I have some data that looks like this:

PC1,PC2 are principal components (they account for >.95 of the variance). I’d like to try to model a potential data generating process for it.

I’m presently looking at modelling it as a mixture of heteroscedastic linear regressions because of all sharp lines and gradients with gamma marginals for PC1. I ran some pilots and I can fit a K=5 mixture to it with Stan although I can’t make it identifiable yet.

My approach feels a bit arbitrary so I wondered what your first thoughts would be regarding how to approach modelling data that looks a bit like this?

Hey! :)

Just some quick thoughts…

  • Did you center and scale (maybe also log strictly positive data etc.) the data that went into PCA?
  • How does the plot look like when you transform PC1 and PC2 with something like asinh()?
  • It’s a bit hard for me to think about the (or a) data generating process when there is PCA involved… Or maybe I don’t full understand what your goal is… Are the principal components inputs for another model?
  • Maybe you can identify the mixture model by having the slopes as ordered vector? You’d have to think of what happens to the intercept then, though – maybe reverse order it… idk

Sorry if that’s a bit confusing… Hope you’ll find a good approach!

1 Like

In essence yes :) The two PCA components account for so much variance and reduce a 5D dataset to 2D. I think that makes it more suitable for mixtures. I’ve never been able to fit mixtures where the components are high dimensional. So I’m basically considering PC1 and PC2 as the dataset to model.

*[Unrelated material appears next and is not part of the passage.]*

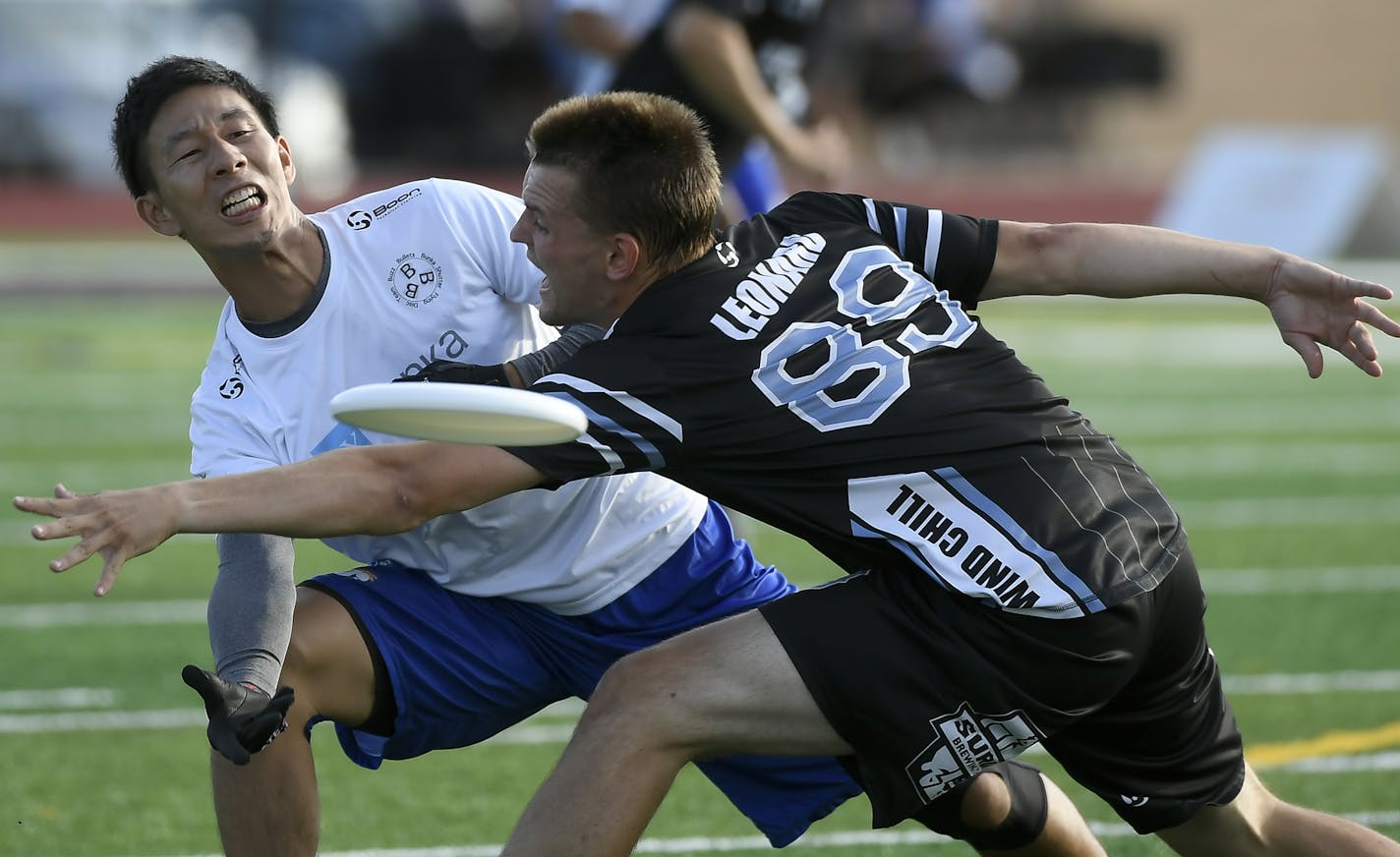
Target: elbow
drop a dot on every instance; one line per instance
(1042, 257)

I’ll give it a go; I haven’t used this transform before, would you mind saying a bit regarding when it’s useful?

I’ve got all of Betancourt’s tricks and a few more already baked in :-)

Centering the data means I lose relative magnitudes which is problematic for me in this case. Log scaling produces a similar picture but the “explosion” just looks more curved.

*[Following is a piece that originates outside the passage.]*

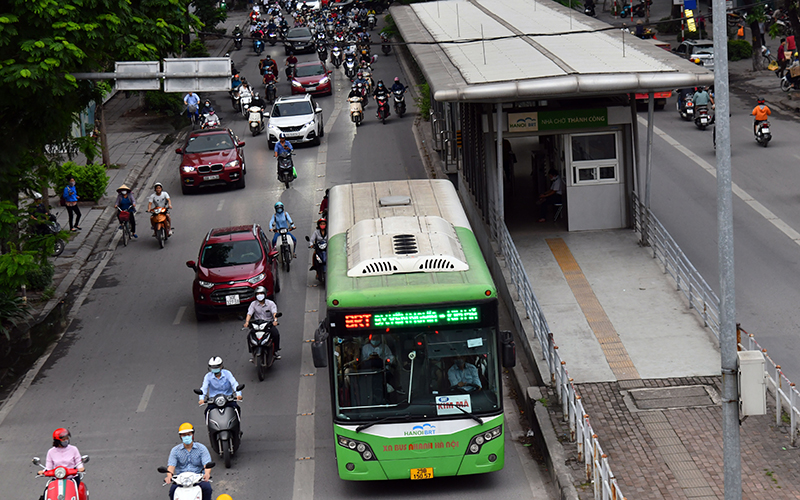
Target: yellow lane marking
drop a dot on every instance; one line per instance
(616, 355)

I think of it as log transform with a bit more flexibility (allowing <= 0 data). Some use it to model data (mainly to to avoid log(y + 1) situations, but these should be modeled differently anyways imo), but I mainly use it to plot skewed data that is positive and negative (like your PC2; PC1 looks strictly positive from glancing at the plot, right?).

1 Like

I see, I guess the thinking is, the more symmetrical the data the easier to model, so try some transforms to achieve symmetry if possible. Is that accurate?

That’s right. Interestingly, if I take every 5D point and do a linear regression on it, and then take the intercept and slope as it’s 2D counterpart; I get a very similar plot. The slope is always positive, but the intercept varies.

I mean, if you do a regression such as y ~ b0 + b1 * PC1 + b2 * PC2 + e, what matters is the functional form with respect to y. Strictly positive covariates usually point at a multiplicative effect of that covariate on the outcome (not necessarily though) - thus the log-transform you see usually, but if the covariate has 0’s or some negative values but is still skewed you can try other transformations… Heteroskedasticity is often just a misspecification problem (wrong functional form). You could probably also just model it as a GAM with splines or GPs if your really not sure about the functional form.*

Also, sometimes the transformation just makes plotting nicer, so you can maybe see a bit more structure in the data.

*) This is probably not really helpful, if you want to estimate a mixture of simpler models eventually? I think I would almost alwasy prefer to put all covariates in (maybe with QR decomp, if they’re highly correlated) and work from there… idk

1 Like

This is useful food for thought. Thank you!